You must select the this property to prevent failure when restoring snapshots in the following cases:
- Restoring a snapshot within a single encryption zone.
- Restoring a snapshot from one encryption zone to a different encryption zone.
- Restoring a snapshot from an unencrypted zone to an encrypted zone.
- Delete Policy - Whether files that were deleted on the source should also be deleted from the destination directory. This policy also determines the
handling of files in the destination location that are unrelated to the source. Options include:
- Keep Deleted Files - Retains the destination files even when they no longer exist at the source. (This is the default.).
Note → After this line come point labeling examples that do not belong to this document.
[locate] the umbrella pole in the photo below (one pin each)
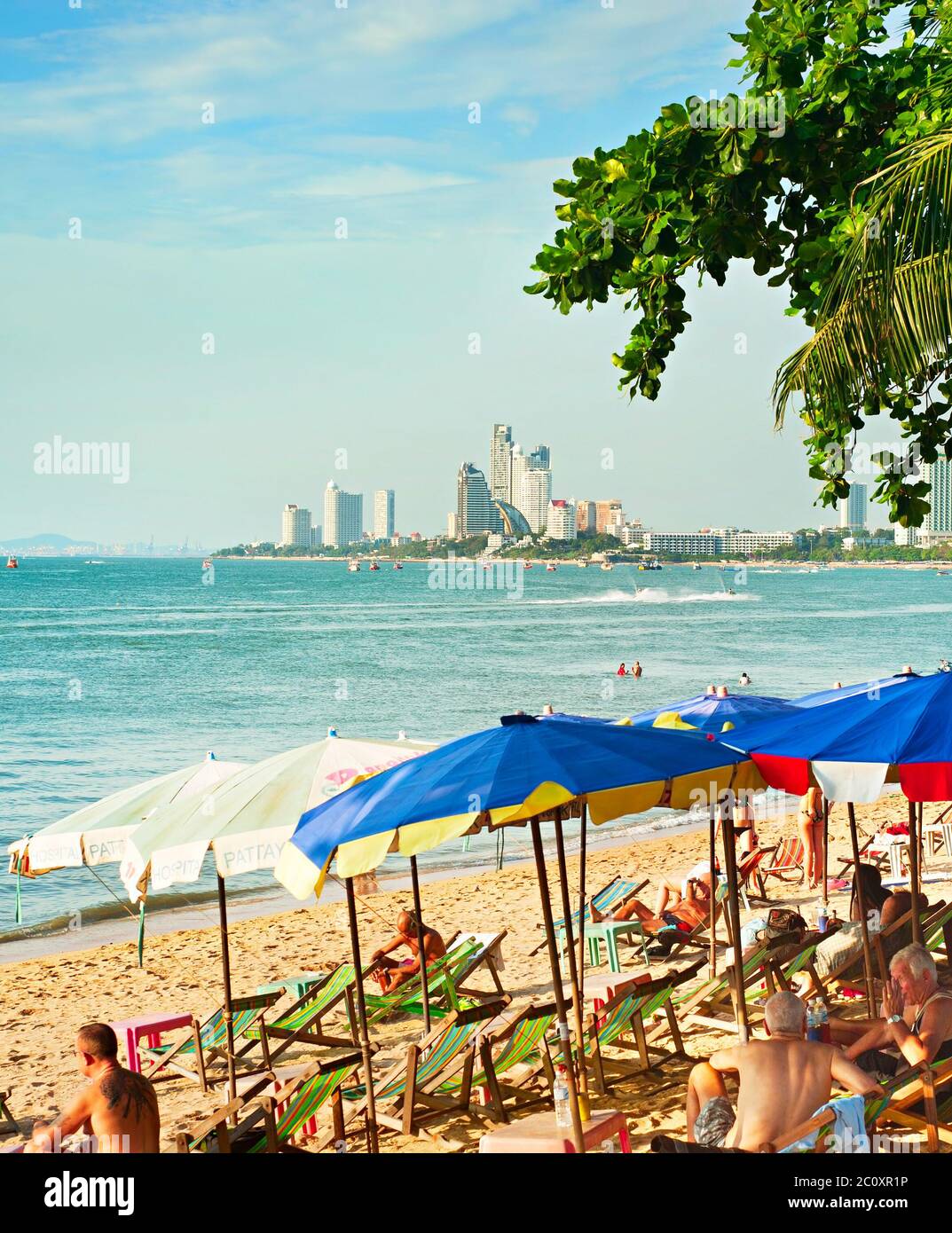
(914, 872)
(227, 982)
(730, 863)
(361, 1017)
(713, 923)
(422, 954)
(556, 984)
(572, 970)
(582, 847)
(861, 907)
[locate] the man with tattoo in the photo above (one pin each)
(117, 1107)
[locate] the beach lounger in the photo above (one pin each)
(786, 860)
(8, 1122)
(407, 1096)
(208, 1041)
(511, 1059)
(445, 996)
(279, 1116)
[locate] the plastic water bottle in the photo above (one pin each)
(560, 1094)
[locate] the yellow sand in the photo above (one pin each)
(43, 1001)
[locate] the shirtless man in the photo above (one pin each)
(917, 1024)
(117, 1107)
(783, 1081)
(391, 973)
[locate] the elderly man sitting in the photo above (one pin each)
(917, 1021)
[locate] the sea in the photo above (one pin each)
(119, 670)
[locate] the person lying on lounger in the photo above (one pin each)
(392, 973)
(117, 1107)
(685, 915)
(783, 1081)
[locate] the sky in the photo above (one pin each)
(266, 246)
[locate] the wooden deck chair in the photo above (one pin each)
(511, 1059)
(279, 1118)
(208, 1041)
(303, 1021)
(8, 1122)
(616, 894)
(445, 996)
(407, 1096)
(786, 860)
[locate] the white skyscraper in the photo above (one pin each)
(939, 476)
(500, 452)
(537, 492)
(383, 513)
(296, 527)
(854, 509)
(343, 517)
- Delete to Trash - If the HDFS trash is enabled, files are moved to the trash folder. (Not supported when replicating to Amazon S3.)
- Delete Permanently - Uses the least amount of space; use with caution.
- Preserve - Whether to preserve the block size, replication count, permissions (including ACLs), and extended attributes (XAttrs) as they exist on the
source file system, or to use the settings as configured on the destination file system. By default source system settings are preserved. When Permission is checked,
and both the source and destination clusters support ACLs, replication preserves ACLs. Otherwise, ACLs are not replicated. When Extended attributes is checked, and
both the source and destination clusters support extended attributes, replication preserves them. (This option only displays when both source and destination clusters support extended attributes.)
If you select one or more of the Preserve options and you are replicating to Amazon S3, the values all of these items are saved in meta data files on S3. When you replicate from Amazon S3 to HDFS, you can select which of these options you want to preserve.
See Replication of Encrypted Data and HDFS Transparent Encryption.